The Australian Democrats believe that this matter needs to be put honestly, openly and clearly to the people of Australia before this constitutional alteration is voted upon. For that reason I now move on behalf of the Australian Democrats the following amendment to the motion for the second reading:

At end of motion, add ', but the Senate, noting that-

(a) the Attorney-General stated in the Senate on 21 September 1983 that ''We ( the Government) believe, as a party, that there are real advantages and real merits in the fixed term proposal'';

(b) the reason given by the Government for withdrawing the fixed term proposal was that ''opinion on this issue (fixed terms) as between the major parties is hopelessly divided at this point'', and ''given the history of referendums on constitutional matters in this country, it does make it extremely implausible that the proposal would attract the necessary majority support were it to go ahead in that particular environment''; and

(c) the same set of circumstances exists in relation to this Bill, in that the Government supports the Bill and the Liberal and National parties are opposed to the Bill as it stands,

urges the Government not to proceed to a referendum on this issue unless conducted concurrently with a proposal for fixed terms of Parliaments'.

The honest proposition that the Australian Democrats want to have put before the people of Australia is the alternative of simultaneous elections, where the Prime Minister can pick his day, or fixed term parliaments. That is an honest proposition and I ask the Attorney-General to respond specifically to it and to give reasons for not putting it to the people in those honest terms and for not giving the people of Australia the opportunity to make this decision rather than he and his mates working out a proposition in a cosy corner which will transfer the power away from the people to the Prime Minister of the day.

I conclude by putting one other suggestion to this Parliament. I believe that, along with the proposal for fixed term parliaments, there should be a proposal for a four-year term. Once more, if the Attorney-General had the courage of his convictions, as expressed outside the Parliament in many other fora, he would propose an alteration to the Constitution providing for a four-year fixed term. I go further than that and put the proposition that a four-year fixed term should be applied to both Houses of Parliament, both the House of Representatives and the Senate.


Senator Gareth Evans —That is a sensible proposition.


Senator JACK EVANS —I very strongly believe that. It is very interesting to hear the interjection of the Attorney-General in support of that proposal. The Attorney-General is about to transfer to the House of Representatives and therein lies the reason for his support for the whole proposition. He wants the House of Representatives to have even greater control of the Senate than currently exists. He wants to take the power of this Senate chamber away from the Senate because he no longer has an interest in the Senate.

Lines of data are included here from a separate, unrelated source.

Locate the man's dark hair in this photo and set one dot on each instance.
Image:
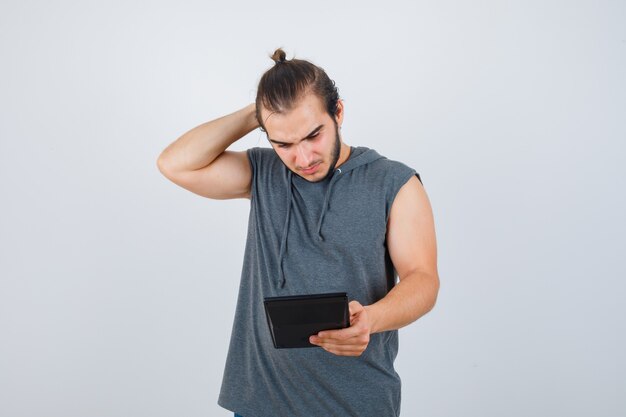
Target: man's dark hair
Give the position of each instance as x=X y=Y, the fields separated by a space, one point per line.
x=288 y=81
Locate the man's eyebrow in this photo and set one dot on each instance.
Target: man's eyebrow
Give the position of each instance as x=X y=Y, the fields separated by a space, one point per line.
x=313 y=132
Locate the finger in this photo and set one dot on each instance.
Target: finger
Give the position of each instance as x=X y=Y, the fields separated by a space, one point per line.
x=344 y=350
x=354 y=307
x=340 y=335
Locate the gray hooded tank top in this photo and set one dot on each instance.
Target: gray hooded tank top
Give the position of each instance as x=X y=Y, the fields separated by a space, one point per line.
x=308 y=238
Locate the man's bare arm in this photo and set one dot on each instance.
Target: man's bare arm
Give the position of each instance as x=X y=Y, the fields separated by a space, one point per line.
x=199 y=162
x=413 y=251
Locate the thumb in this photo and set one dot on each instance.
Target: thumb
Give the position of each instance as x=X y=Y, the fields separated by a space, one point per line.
x=355 y=307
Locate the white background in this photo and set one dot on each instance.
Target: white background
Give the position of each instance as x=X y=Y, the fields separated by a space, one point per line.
x=118 y=288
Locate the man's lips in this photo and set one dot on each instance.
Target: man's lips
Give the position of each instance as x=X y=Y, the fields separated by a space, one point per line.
x=311 y=169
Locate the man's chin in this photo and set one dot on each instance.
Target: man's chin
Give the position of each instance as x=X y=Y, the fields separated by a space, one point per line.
x=313 y=178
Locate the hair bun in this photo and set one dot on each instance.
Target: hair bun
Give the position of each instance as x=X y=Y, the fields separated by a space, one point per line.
x=279 y=56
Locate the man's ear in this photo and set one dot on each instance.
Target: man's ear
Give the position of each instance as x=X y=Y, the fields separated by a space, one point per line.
x=339 y=113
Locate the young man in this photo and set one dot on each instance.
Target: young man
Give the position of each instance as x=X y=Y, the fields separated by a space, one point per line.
x=324 y=217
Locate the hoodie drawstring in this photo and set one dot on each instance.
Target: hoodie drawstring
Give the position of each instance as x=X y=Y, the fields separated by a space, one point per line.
x=325 y=206
x=283 y=241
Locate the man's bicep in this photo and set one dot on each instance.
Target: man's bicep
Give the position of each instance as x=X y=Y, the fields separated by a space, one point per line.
x=411 y=231
x=229 y=176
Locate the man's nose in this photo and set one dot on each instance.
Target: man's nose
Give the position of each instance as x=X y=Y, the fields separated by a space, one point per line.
x=304 y=156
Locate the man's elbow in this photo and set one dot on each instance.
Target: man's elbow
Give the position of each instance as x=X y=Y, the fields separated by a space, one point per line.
x=433 y=292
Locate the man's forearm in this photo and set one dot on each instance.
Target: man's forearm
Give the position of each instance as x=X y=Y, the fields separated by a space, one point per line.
x=409 y=299
x=201 y=145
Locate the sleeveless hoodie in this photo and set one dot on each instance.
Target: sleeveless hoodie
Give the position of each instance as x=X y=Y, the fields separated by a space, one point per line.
x=309 y=238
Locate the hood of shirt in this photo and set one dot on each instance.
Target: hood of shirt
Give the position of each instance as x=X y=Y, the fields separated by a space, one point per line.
x=354 y=161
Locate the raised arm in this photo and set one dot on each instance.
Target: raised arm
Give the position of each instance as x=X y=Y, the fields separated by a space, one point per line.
x=199 y=162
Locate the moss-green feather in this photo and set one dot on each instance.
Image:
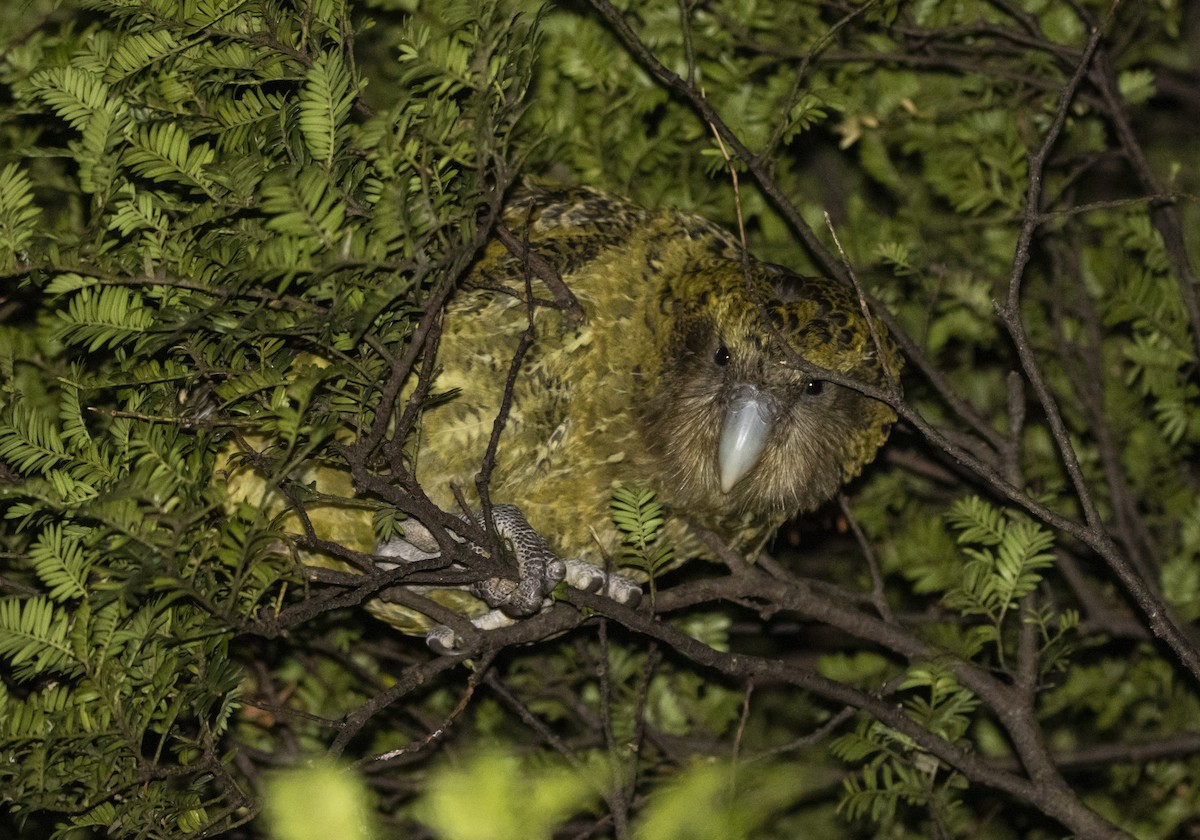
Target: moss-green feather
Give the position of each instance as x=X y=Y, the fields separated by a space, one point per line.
x=631 y=394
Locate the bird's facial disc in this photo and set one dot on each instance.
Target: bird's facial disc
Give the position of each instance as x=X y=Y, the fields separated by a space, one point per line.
x=744 y=433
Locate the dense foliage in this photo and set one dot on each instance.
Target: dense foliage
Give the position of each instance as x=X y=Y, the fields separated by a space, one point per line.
x=227 y=228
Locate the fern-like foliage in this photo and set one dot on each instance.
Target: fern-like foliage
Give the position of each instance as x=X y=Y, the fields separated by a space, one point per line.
x=640 y=519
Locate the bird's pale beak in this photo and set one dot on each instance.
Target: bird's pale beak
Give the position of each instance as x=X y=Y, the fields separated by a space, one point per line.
x=748 y=421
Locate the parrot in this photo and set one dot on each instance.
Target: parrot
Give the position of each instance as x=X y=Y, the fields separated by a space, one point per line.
x=695 y=372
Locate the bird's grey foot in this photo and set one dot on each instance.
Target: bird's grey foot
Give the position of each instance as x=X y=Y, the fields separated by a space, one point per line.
x=444 y=641
x=538 y=573
x=539 y=570
x=593 y=579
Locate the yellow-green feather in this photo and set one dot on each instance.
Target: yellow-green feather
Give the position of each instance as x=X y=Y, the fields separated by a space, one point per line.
x=595 y=403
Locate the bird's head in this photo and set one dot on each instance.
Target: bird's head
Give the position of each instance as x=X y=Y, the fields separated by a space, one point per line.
x=741 y=419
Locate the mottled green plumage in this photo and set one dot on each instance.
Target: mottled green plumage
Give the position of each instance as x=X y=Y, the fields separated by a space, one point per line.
x=636 y=394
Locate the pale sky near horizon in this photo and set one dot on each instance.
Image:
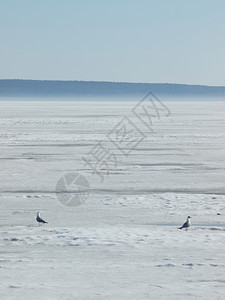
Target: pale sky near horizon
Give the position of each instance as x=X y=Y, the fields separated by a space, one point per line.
x=172 y=41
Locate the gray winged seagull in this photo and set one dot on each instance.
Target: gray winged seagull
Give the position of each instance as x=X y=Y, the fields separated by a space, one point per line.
x=186 y=224
x=39 y=219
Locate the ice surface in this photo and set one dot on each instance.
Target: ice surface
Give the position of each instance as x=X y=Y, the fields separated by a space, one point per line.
x=123 y=242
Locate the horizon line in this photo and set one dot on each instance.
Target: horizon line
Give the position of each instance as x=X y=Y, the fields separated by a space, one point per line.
x=103 y=81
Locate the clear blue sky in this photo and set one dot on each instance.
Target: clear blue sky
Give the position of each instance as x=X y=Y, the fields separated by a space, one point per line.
x=175 y=41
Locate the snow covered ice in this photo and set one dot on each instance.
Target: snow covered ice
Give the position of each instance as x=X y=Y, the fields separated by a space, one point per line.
x=123 y=242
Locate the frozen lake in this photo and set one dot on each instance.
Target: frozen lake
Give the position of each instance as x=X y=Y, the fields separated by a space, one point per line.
x=123 y=241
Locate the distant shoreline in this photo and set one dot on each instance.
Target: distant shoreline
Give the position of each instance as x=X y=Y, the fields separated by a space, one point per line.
x=52 y=88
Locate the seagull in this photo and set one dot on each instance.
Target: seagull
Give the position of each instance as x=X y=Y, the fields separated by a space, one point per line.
x=186 y=224
x=39 y=219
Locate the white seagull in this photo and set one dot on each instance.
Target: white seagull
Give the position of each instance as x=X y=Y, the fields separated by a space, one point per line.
x=186 y=224
x=39 y=219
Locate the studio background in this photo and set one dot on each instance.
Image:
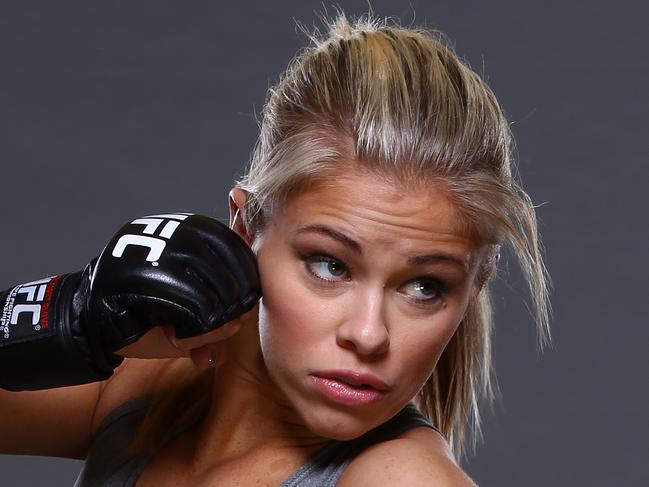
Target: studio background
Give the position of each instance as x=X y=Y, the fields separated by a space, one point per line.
x=112 y=110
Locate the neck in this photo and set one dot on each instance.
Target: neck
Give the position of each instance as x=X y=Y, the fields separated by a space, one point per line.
x=248 y=414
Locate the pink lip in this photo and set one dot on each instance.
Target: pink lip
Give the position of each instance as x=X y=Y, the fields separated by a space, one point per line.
x=355 y=378
x=363 y=388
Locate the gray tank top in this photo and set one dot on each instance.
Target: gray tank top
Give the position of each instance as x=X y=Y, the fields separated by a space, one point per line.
x=108 y=465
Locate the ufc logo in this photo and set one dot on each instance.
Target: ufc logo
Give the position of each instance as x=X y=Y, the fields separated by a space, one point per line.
x=156 y=244
x=34 y=295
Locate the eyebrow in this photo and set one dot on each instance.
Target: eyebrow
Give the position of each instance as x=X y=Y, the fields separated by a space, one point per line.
x=356 y=247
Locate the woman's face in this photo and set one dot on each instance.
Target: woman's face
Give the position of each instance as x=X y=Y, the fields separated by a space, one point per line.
x=360 y=277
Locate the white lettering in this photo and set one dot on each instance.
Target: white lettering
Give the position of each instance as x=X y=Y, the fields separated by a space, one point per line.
x=35 y=309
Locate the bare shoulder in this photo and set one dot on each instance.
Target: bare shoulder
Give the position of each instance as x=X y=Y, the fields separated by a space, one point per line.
x=419 y=457
x=136 y=378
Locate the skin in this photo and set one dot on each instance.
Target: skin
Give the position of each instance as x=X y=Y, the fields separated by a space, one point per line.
x=326 y=305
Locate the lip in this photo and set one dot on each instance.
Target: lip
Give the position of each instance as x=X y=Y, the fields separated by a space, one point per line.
x=348 y=387
x=353 y=378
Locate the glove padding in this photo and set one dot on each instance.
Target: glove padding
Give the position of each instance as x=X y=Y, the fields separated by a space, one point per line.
x=187 y=270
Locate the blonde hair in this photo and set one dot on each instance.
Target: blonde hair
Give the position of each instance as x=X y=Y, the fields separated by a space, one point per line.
x=398 y=101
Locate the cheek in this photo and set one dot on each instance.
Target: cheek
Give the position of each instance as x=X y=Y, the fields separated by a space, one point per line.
x=288 y=315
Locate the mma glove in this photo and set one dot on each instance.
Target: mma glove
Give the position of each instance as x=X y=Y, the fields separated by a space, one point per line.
x=183 y=269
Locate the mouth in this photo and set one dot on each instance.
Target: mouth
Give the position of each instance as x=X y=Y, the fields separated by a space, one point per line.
x=349 y=387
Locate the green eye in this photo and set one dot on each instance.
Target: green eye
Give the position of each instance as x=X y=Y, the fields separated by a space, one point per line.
x=325 y=267
x=425 y=289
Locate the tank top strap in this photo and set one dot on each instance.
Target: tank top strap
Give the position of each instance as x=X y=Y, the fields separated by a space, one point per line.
x=326 y=466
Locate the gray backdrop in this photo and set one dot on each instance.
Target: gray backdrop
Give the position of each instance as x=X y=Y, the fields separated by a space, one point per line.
x=113 y=109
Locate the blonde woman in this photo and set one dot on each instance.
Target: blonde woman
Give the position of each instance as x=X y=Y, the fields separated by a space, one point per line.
x=370 y=220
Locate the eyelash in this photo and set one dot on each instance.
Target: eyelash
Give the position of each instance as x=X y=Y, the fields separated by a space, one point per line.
x=440 y=287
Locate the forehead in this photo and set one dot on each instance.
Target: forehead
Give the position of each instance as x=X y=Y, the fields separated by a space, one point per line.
x=378 y=208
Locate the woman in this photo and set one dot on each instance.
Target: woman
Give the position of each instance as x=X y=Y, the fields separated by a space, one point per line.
x=377 y=200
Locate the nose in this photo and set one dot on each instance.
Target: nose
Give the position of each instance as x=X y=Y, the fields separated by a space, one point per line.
x=364 y=329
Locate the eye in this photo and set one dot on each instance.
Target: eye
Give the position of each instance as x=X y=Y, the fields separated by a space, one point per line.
x=427 y=290
x=325 y=267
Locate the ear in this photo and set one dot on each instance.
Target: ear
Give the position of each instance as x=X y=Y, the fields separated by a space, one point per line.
x=236 y=200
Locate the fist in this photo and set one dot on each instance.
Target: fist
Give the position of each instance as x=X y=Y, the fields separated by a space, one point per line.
x=187 y=271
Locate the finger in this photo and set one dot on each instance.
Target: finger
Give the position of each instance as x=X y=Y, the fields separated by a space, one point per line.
x=222 y=333
x=154 y=344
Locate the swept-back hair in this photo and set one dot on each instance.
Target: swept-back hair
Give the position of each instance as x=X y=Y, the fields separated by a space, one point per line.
x=396 y=101
x=399 y=101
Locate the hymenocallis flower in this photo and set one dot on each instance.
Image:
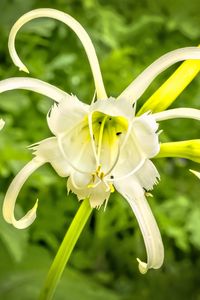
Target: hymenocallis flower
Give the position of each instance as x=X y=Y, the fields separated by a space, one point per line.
x=99 y=147
x=1 y=123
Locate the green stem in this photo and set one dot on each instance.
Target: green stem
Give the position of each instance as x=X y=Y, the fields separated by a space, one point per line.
x=65 y=250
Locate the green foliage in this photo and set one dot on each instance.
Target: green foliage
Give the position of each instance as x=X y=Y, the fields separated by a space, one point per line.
x=128 y=35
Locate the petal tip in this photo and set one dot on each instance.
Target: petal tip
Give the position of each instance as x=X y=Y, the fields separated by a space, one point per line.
x=143 y=268
x=2 y=123
x=195 y=173
x=24 y=69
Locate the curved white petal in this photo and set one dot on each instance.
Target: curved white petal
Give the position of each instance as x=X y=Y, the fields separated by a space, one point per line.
x=147 y=175
x=75 y=26
x=144 y=129
x=34 y=85
x=49 y=151
x=97 y=194
x=67 y=114
x=190 y=113
x=131 y=190
x=2 y=123
x=195 y=173
x=76 y=147
x=140 y=84
x=12 y=193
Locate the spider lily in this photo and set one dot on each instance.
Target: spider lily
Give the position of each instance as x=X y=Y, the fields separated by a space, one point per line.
x=99 y=147
x=1 y=124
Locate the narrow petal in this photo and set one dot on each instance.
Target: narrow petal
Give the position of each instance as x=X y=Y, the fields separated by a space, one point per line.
x=144 y=130
x=2 y=123
x=67 y=114
x=132 y=191
x=195 y=173
x=97 y=194
x=148 y=175
x=141 y=83
x=49 y=151
x=12 y=193
x=168 y=92
x=190 y=113
x=34 y=85
x=189 y=149
x=75 y=26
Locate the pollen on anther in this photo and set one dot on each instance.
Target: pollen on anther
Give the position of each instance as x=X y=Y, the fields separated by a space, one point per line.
x=118 y=133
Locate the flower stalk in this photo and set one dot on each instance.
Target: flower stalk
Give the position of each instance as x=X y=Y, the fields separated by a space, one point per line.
x=65 y=251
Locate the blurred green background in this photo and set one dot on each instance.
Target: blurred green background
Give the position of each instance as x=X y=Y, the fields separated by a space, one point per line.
x=128 y=35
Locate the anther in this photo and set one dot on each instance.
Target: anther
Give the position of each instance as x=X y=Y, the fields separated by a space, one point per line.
x=118 y=133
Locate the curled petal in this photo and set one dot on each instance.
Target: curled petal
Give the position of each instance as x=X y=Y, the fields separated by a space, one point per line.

He is willing now to be manipulated by the Prime Minister to put this sort of half-baked proposition before the Senate and, in turn, before the people of Australia. I ask the Attorney-General again: If he agrees, as he has just implied, with the proposal for a fixed four-year term, why is he not putting it to the people of Australia as a constitutional proposal? Why is he putting up this single proposition which does exactly the opposite to what he really believes in, or what he says he really believes in outside the Parliament, and gives instead the power to call an election at the drop of a hat, at the whim of a Prime Minister?